Hard at Work for Penguins!

April 16, 2014 by dyertrust

On Wednesday, 12th February 2014, instead of volunteering on Marine Dynamics shark cage diving boat, Slashfin, seven of our International Marine Volunteers had the privilege to visit one of the largest remaining African Penguin colonies in the world, Stony Point in Bettys Bay.

 

These visits are a fortnightly institution for the Dyer Island Conservation Trust and the International Marine Volunteers. We help with the maintenance of this colony, assisting with alien vegetation clearing, placing of artificial homes for the penguin families and vegetative habitat mimicry.

 

In addition to receiving a private tour of the boardwalk, which meanders amongst the penguins and other seabirds calling this colony home, this time they were able to assist the seabird monitors working at Stony Point in the preparation for the first breeding season of the African Penguin in 2014.

 

A quick history on the African Penguin, in their natural habitat they were once quite abundant and were able to burrow down into guano, creating adequate nests to shelter them from environmental factors. Then the guano was harvested off of the islands and sold commercially as fertilizer, and a component of gunpowder. As a direct result the penguins were unable to form nests and were forced to lay their eggs in open scrapings on hospitable terrain. The eggs that survived the forty-day incubation period yielded surviving chicks, but without the safety of a nest they simply became an easy meal for seals, and predatory birds.

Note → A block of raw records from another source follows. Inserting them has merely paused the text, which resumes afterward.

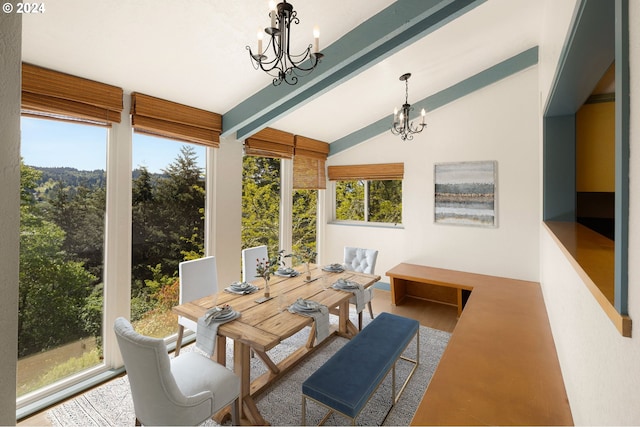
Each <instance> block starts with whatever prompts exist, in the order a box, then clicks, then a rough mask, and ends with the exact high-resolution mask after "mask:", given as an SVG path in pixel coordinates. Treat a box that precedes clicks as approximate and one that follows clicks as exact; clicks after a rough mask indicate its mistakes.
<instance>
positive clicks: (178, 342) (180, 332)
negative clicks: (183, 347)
mask: <svg viewBox="0 0 640 427" xmlns="http://www.w3.org/2000/svg"><path fill="white" fill-rule="evenodd" d="M183 335H184V326H182V325H178V338H176V350H175V352H174V353H173V355H174V356H175V357H178V356H179V355H180V347H182V336H183Z"/></svg>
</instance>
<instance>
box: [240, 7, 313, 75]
mask: <svg viewBox="0 0 640 427" xmlns="http://www.w3.org/2000/svg"><path fill="white" fill-rule="evenodd" d="M269 9H270V12H269V16H270V18H271V26H270V27H267V28H265V29H264V33H267V35H268V36H270V39H269V40H268V42H267V47H266V48H265V49H264V51H263V50H262V41H263V38H264V33H263V32H262V30H259V31H258V53H257V54H254V53H253V52H252V51H251V48H250V47H249V46H247V50H249V56H250V57H251V63H252V64H253V66H254V68H255V69H256V70H257V69H258V68H260V69H262V71H264V72H266V73H267V74H269V75H270V76H271V77H273V85H274V86H278V85H280V84H281V83H282V82H285V83H287V84H290V85H294V84H296V83H298V77H302V76H303V75H305V74H307V73H309V72H311V71H313V69H314V68H316V66H317V65H318V63H319V62H320V59H322V57H323V55H322V54H321V53H320V52H319V47H320V31H319V30H318V28H317V27H316V28H314V30H313V38H314V44H313V46H312V45H311V44H309V46H308V47H307V49H306V50H304V51H303V52H302V53H301V54H299V55H293V54H291V52H289V47H290V40H291V28H290V27H291V23H292V22H293V23H295V24H299V23H300V19H298V14H297V12H296V11H295V10H293V5H292V4H291V3H287V1H286V0H284V1H283V2H282V3H278V6H277V8H276V5H275V2H274V1H273V0H271V1H270V2H269ZM270 49H271V51H272V52H273V55H274V56H273V58H272V59H270V58H269V57H268V56H267V55H266V53H269V52H270ZM312 49H313V52H312ZM307 59H309V60H310V62H309V64H307V66H306V67H304V66H302V64H303V63H304V62H305V61H306V60H307Z"/></svg>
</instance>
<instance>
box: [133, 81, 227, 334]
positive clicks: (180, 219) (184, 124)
mask: <svg viewBox="0 0 640 427" xmlns="http://www.w3.org/2000/svg"><path fill="white" fill-rule="evenodd" d="M131 107H132V108H131V122H132V125H133V129H134V131H135V134H134V137H133V158H134V162H133V164H134V168H135V169H134V171H133V188H132V192H133V194H132V272H131V275H132V277H131V321H132V324H133V326H134V328H135V329H136V330H137V331H138V332H140V333H142V334H144V335H148V336H154V337H158V338H162V337H167V336H169V335H173V334H174V333H175V332H176V331H177V326H178V325H177V317H176V316H175V315H174V314H173V313H172V312H171V308H172V307H173V306H174V305H176V304H177V303H178V300H179V294H180V288H179V286H180V280H179V277H178V265H179V264H180V262H182V261H186V260H191V259H196V258H201V257H203V256H204V255H206V254H205V249H204V216H205V175H204V170H205V168H204V158H205V154H206V153H205V151H206V149H205V147H211V148H217V147H218V144H219V137H220V129H221V126H222V117H221V116H220V115H219V114H215V113H212V112H209V111H205V110H200V109H197V108H193V107H189V106H186V105H182V104H177V103H175V102H171V101H166V100H164V99H160V98H154V97H152V96H149V95H144V94H141V93H133V94H131ZM159 137H160V138H159ZM165 138H167V139H165Z"/></svg>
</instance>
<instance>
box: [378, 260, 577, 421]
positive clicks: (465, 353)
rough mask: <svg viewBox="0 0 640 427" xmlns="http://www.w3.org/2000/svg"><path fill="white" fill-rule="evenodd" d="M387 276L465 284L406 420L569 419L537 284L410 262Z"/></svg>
mask: <svg viewBox="0 0 640 427" xmlns="http://www.w3.org/2000/svg"><path fill="white" fill-rule="evenodd" d="M387 275H388V276H389V277H405V278H407V279H409V278H410V280H412V281H415V280H418V279H420V280H424V281H425V282H426V283H447V284H451V285H453V284H458V285H459V287H460V288H461V289H467V288H468V289H470V290H471V294H470V296H469V299H468V301H467V304H466V305H465V308H464V310H463V312H462V315H461V316H460V319H459V320H458V324H457V325H456V328H455V330H454V331H453V334H452V335H451V339H450V340H449V344H448V346H447V348H446V350H445V351H444V354H443V355H442V358H441V359H440V363H439V365H438V368H437V369H436V371H435V373H434V375H433V378H432V379H431V382H430V384H429V386H428V388H427V390H426V392H425V394H424V396H423V398H422V401H421V403H420V405H419V407H418V409H417V410H416V413H415V415H414V417H413V420H412V421H411V425H573V418H572V416H571V409H570V407H569V401H568V398H567V394H566V390H565V387H564V381H563V379H562V373H561V371H560V364H559V362H558V356H557V353H556V348H555V345H554V342H553V336H552V334H551V328H550V325H549V319H548V317H547V310H546V307H545V304H544V299H543V297H542V290H541V288H540V284H539V283H537V282H528V281H523V280H514V279H507V278H504V277H494V276H486V275H481V274H473V273H465V272H460V271H453V270H445V269H440V268H433V267H427V266H420V265H413V264H400V265H398V266H396V267H394V268H393V269H391V270H390V271H389V272H387ZM392 280H393V279H392ZM425 351H429V349H428V348H426V349H425Z"/></svg>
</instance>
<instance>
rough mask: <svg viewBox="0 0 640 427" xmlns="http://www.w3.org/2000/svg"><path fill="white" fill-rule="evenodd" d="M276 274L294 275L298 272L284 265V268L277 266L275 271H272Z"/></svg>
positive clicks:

Within the past thirty years, the population numbers have declined by ninety percent. The species is predicted to become extinct within the next ten to fifteen years if drastic action is not taken.

 

The Dyer Island Conservation Trust, that has vowed to save the African Penguin, has created a program that introduces artificial homes in which the penguins can nest and more successfully raise their chicks.

Two years prior to our visit, a residential area was built across the street from the bay. The penguins, which once had free reign of the entire area, were evicted from the neighborhood further limiting their available nesting grounds.

 

The penguins would still venture into the neighborhoods and became cat and dog food and even some were even killed by homeowners who considered them pests.

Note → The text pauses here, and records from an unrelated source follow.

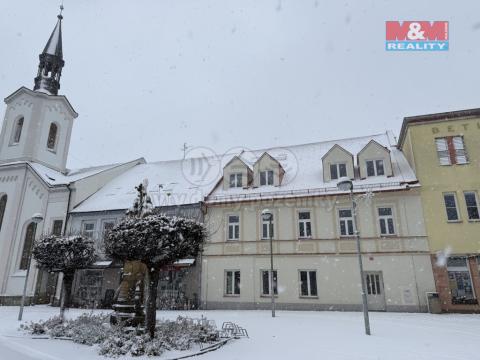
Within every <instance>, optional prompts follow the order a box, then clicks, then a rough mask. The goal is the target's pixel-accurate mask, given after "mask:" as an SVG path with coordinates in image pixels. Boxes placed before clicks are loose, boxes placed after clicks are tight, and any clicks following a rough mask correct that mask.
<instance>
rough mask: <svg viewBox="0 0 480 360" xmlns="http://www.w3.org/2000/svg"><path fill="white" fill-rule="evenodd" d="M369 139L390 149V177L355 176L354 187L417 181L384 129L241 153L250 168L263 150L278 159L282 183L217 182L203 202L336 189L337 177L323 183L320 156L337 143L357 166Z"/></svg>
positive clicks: (376, 189)
mask: <svg viewBox="0 0 480 360" xmlns="http://www.w3.org/2000/svg"><path fill="white" fill-rule="evenodd" d="M371 140H374V141H376V142H377V143H379V144H380V145H382V146H385V147H386V148H387V149H389V150H390V155H391V160H392V170H393V176H390V177H387V176H375V177H369V178H367V179H356V180H354V181H353V184H354V189H357V190H359V191H365V190H366V189H369V190H372V191H385V190H398V189H402V188H405V187H407V186H412V185H413V184H415V183H416V182H417V179H416V176H415V173H414V172H413V170H412V168H411V167H410V165H409V164H408V162H407V160H406V158H405V156H404V155H403V153H402V152H401V151H400V150H398V149H397V148H396V146H395V144H396V141H395V138H394V136H393V134H392V133H390V132H387V133H383V134H377V135H372V136H363V137H357V138H350V139H342V140H334V141H325V142H318V143H311V144H303V145H295V146H286V147H278V148H270V149H264V150H257V151H248V152H244V153H242V154H240V155H239V157H240V158H241V159H242V160H243V161H244V162H245V163H247V164H248V165H249V166H250V167H252V166H253V164H254V163H255V161H256V159H258V157H259V156H261V155H262V154H263V153H264V152H267V153H269V154H270V155H271V156H272V157H274V158H275V159H277V160H278V161H279V162H280V164H281V165H282V167H283V168H284V169H285V176H284V178H283V180H282V183H281V185H280V186H260V187H248V188H229V189H224V188H223V186H220V185H219V186H217V187H216V188H215V190H214V191H212V193H211V194H210V196H208V198H207V199H206V202H207V203H217V202H225V201H239V200H257V199H262V198H271V197H295V196H305V195H322V194H332V193H336V192H339V191H338V189H337V186H336V180H333V181H328V182H324V180H323V166H322V158H323V157H324V155H325V154H326V153H327V152H329V150H330V149H331V148H332V147H333V146H335V145H338V146H340V147H342V148H343V149H345V150H346V151H348V152H350V153H351V154H353V157H354V162H355V166H356V167H357V166H358V164H356V161H357V154H358V153H359V152H360V151H361V150H362V149H363V148H364V147H365V145H367V144H368V143H369V142H370V141H371ZM407 184H408V185H407Z"/></svg>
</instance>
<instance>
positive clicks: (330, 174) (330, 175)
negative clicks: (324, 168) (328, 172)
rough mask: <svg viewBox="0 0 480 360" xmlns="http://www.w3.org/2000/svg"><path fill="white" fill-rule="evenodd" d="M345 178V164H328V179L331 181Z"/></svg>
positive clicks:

The main job during the volunteers visit was to finish building a fence in order to keep the penguins in the colony and keep the terrestrial predators, such as house cats, from stealing the newborn chicks from the nests.

 

It was hard work but very rewarding, knowing that the fence would help the Dyer Island Conservation Trust and Stoney Point save African Penguin lives, and promote the conservation of this species!